Em comunicado após uma reunião de
fim de semana em Osaka, os ministros do Comércio do G7 não mencionaram a China,
mas também denunciaram o que consideram a sua crescente coerção económica
através do comércio.
“Deploramos as ações para
transformar as dependências económicas em armas e comprometemo-nos a construir
relações económicas e comerciais livres, justas e mutuamente benéficas”, afirma
a declaração de 10 páginas.
Os países do G7 consideram que as
restrições da China são injustas e que prejudicam o comércio global. O Japão e
os Estados Unidos já haviam criticado as medidas chinesas.
Em resposta, a China descreveu a
acção do G7 como “coerção económica” e instou o G7 a não “aderir obstinadamente
a padrões duplos”, mas a tomar medidas práticas para manter a ordem normal de
comércio e investimento internacional.
“Os membros do G7 prejudicam as
condições de concorrência equitativas e perturbam a segurança e a estabilidade
da produção global e das cadeias de abastecimento”, afirmou a embaixada da
China no Japão num comunicado na noite de domingo.
O G7 também manifestou
“preocupação” com as recentes medidas de controlo sobre a exportação de
minerais críticos, como lítio, cobalto e níquel. Os países do G7 acreditam que
essas medidas podem prejudicar o abastecimento global e aumentar os preços.
Os ministros do G7 também
condenaram a destruição da infraestrutura de exportação de cereais da Ucrânia
na invasão do país pela Rússia. Eles também criticaram a decisão da Rússia de
abandonar as negociações sobre um acordo que permitiria à Ucrânia exportar
trigo e outros produtos através do Mar Negro.
A Ucrânia é um dos principais
exportadores mundiais de trigo e outros cereais. A guerra no país tem causado
uma crise alimentar global, com o preço dos alimentos subindo em todo o mundo.

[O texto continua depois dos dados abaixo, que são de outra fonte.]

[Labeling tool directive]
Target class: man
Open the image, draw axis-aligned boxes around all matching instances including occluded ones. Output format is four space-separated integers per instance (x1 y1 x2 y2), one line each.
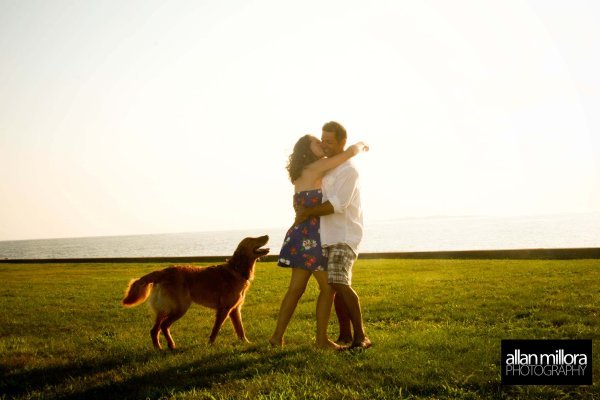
296 121 371 349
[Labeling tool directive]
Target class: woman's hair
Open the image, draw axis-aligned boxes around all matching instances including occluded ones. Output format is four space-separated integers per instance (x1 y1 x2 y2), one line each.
286 135 319 183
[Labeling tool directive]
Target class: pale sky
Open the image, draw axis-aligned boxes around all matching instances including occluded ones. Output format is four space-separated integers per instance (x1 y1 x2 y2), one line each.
0 0 600 240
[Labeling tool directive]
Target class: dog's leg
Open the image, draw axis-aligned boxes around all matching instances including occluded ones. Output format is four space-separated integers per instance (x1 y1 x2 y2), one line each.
150 314 165 349
229 306 250 343
160 314 183 350
208 308 229 343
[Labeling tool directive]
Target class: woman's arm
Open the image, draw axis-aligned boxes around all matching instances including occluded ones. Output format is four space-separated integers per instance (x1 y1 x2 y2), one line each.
294 201 335 226
309 142 369 175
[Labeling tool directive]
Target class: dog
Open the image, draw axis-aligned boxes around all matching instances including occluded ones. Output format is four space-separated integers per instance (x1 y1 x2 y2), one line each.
121 235 269 349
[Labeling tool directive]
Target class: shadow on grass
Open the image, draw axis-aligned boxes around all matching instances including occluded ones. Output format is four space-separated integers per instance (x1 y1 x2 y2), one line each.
0 347 306 399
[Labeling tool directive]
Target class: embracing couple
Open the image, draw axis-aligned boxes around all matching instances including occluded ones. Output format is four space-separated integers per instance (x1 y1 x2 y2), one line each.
269 122 371 350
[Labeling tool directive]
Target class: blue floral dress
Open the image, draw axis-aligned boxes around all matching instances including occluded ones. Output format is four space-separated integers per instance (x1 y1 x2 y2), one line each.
277 189 327 271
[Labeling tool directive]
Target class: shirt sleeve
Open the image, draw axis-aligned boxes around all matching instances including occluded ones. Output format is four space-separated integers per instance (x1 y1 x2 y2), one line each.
327 169 358 214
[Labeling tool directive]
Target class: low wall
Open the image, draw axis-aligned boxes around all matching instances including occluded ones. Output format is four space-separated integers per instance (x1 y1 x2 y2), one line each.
0 248 600 264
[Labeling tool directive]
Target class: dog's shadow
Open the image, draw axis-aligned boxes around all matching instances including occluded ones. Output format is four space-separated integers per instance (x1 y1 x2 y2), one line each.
0 344 306 399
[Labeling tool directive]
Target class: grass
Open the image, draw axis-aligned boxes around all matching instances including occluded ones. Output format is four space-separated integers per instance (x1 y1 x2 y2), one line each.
0 260 600 399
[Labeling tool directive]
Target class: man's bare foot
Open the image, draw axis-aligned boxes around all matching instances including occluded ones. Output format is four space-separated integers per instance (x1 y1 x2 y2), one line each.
335 335 352 346
350 336 373 350
317 339 345 351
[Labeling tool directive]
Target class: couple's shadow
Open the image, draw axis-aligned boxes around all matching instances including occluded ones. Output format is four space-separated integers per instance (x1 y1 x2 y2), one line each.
0 344 306 399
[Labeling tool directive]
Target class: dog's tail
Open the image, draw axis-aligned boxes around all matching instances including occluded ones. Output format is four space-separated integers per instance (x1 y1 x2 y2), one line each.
121 271 164 307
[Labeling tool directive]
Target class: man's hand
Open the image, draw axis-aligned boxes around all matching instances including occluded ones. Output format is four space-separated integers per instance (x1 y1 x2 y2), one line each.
294 205 310 226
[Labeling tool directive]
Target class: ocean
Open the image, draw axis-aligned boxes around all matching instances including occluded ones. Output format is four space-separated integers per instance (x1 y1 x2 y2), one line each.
0 213 600 260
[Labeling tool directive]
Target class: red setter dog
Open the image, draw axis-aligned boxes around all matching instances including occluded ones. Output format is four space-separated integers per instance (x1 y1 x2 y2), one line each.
122 236 269 349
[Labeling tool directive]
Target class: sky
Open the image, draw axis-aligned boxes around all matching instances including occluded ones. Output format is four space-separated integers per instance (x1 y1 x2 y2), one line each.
0 0 600 240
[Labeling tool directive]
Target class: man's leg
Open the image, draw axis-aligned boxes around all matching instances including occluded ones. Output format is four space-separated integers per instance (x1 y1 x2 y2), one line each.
331 283 370 347
313 271 341 350
333 296 352 344
327 244 371 348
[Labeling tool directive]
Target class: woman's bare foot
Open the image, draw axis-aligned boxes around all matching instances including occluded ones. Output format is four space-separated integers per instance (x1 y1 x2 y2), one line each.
317 339 344 351
335 335 352 346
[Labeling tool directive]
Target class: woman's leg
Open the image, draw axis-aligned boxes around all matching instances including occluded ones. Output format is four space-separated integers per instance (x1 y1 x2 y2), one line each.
313 271 340 349
269 268 312 346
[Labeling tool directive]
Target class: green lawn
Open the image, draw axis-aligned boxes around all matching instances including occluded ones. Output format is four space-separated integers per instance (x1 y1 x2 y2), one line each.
0 260 600 399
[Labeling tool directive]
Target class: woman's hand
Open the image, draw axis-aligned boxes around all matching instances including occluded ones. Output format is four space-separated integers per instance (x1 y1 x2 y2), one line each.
352 142 369 154
294 205 310 226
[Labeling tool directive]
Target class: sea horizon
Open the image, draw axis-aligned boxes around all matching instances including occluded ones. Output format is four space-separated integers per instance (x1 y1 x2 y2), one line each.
0 213 600 260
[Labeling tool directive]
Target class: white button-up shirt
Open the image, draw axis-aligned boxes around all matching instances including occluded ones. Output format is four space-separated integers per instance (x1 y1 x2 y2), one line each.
321 160 363 255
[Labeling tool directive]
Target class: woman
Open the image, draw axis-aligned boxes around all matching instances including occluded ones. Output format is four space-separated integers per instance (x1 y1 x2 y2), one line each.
269 135 369 349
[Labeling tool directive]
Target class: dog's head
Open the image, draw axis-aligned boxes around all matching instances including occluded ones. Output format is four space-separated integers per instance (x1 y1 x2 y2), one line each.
235 235 269 260
227 235 269 280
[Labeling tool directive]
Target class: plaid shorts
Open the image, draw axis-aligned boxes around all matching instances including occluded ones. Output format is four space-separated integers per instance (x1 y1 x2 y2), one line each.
323 244 357 286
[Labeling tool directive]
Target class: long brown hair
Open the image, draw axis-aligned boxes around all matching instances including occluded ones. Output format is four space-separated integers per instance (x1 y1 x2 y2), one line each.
285 135 319 183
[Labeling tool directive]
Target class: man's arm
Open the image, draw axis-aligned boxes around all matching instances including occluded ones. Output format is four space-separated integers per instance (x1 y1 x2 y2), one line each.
294 201 335 226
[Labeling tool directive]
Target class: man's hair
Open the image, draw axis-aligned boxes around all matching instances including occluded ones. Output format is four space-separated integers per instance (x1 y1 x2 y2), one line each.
322 121 348 142
286 135 319 183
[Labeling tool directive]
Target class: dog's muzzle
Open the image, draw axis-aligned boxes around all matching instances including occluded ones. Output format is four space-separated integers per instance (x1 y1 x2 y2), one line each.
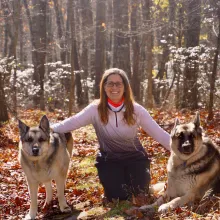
32 146 40 156
179 141 194 154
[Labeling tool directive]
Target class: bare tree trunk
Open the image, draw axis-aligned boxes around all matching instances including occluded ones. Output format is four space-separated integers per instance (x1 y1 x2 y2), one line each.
208 6 220 120
113 0 131 78
68 0 75 116
131 2 140 101
53 0 66 63
0 73 9 122
95 0 106 98
80 0 93 104
23 0 47 110
143 0 153 108
181 0 201 109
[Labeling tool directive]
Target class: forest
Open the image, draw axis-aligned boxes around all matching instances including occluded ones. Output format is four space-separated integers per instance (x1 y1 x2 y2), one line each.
0 0 220 219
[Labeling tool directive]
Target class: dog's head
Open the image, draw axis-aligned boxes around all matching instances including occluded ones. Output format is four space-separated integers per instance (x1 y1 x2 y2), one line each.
18 115 50 160
171 113 202 160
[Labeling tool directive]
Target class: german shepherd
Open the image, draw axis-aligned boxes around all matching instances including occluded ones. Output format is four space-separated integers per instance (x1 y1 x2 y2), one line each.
18 115 73 219
140 113 220 213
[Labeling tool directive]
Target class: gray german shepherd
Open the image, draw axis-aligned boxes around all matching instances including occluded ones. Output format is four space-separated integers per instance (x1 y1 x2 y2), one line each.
19 116 73 219
140 113 220 213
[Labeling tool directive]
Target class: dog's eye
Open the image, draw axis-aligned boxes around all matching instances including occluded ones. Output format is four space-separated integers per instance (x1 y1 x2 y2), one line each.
27 137 33 142
38 138 44 142
189 134 196 138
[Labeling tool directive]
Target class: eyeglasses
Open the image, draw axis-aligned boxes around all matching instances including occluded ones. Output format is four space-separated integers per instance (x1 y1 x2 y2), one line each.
105 81 124 88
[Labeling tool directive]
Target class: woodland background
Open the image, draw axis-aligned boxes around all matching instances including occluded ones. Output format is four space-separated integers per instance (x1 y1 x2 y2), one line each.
0 0 220 219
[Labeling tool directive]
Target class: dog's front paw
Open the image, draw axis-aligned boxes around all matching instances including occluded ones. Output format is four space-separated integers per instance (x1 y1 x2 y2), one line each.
24 213 35 220
139 205 156 211
60 204 71 212
158 203 172 213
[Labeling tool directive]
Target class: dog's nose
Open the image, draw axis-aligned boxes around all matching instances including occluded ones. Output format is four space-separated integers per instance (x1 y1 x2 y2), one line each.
32 147 39 156
182 142 192 153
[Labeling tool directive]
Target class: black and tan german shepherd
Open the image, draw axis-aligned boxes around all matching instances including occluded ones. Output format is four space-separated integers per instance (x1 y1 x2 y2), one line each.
140 113 220 213
18 116 73 219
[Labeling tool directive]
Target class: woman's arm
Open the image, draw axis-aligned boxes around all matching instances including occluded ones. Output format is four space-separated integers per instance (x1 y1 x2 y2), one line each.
51 103 96 133
137 105 170 150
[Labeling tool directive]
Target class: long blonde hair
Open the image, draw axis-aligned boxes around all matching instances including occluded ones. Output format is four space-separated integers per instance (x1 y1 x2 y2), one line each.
98 68 135 125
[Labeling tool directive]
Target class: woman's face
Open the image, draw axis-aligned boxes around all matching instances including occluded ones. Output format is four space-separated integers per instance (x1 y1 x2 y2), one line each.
104 74 124 103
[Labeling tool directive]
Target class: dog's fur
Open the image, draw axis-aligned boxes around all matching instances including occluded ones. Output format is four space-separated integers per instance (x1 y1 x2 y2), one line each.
140 113 220 212
19 116 73 219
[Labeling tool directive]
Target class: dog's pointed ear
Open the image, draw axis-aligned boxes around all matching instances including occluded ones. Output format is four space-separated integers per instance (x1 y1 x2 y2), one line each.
39 115 50 135
18 119 30 138
171 118 180 136
193 112 200 128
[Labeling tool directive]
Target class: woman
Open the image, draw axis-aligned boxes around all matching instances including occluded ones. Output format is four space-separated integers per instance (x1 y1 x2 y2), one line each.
52 68 170 201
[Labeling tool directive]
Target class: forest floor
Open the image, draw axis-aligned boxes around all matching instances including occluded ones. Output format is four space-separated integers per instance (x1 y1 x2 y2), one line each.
0 110 220 220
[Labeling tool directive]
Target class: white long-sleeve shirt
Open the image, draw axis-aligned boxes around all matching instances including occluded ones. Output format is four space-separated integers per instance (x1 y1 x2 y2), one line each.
51 102 170 159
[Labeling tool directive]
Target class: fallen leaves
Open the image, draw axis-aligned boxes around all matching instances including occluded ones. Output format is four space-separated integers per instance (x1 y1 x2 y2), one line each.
0 110 220 220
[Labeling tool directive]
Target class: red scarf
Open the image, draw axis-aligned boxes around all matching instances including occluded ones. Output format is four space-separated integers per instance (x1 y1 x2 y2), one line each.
108 97 124 108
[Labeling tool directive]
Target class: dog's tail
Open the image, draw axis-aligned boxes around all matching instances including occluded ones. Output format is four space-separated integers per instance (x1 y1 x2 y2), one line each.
149 182 166 195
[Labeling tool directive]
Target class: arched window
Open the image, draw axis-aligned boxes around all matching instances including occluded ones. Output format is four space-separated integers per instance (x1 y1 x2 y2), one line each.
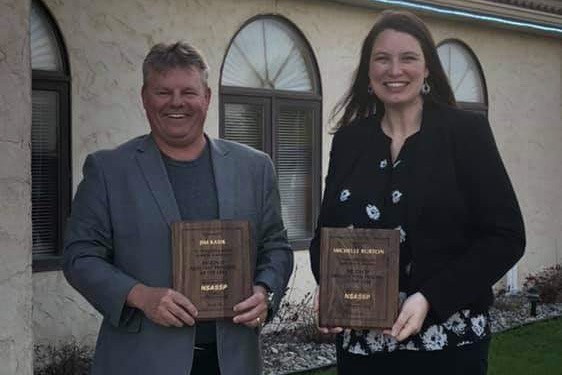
220 16 322 249
30 0 71 271
437 40 488 115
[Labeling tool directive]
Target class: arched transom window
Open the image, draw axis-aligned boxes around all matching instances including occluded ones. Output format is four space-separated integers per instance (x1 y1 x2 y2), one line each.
437 40 488 114
30 0 71 271
220 16 321 249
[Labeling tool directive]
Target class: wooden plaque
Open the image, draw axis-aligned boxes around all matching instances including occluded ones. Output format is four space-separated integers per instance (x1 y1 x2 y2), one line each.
319 228 400 329
168 220 252 321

Ao contrário da reunião dos
ministros das finanças do G7 há duas semanas, que condenou os “ataques
terroristas” perpetrados pelo Hamas contra Israel, os ministros do Comércio não
mencionaram a crise no Oriente Médio.
Os países ocidentais têm
geralmente apoiado o que dizem ser o direito de Israel à autodefesa, mas tem
havido uma preocupação internacional crescente sobre o custo dos
bombardeamentos de Israel e pedidos crescentes para uma pausa para permitir que
a ajuda chegue aos civis palestinos em Gaza.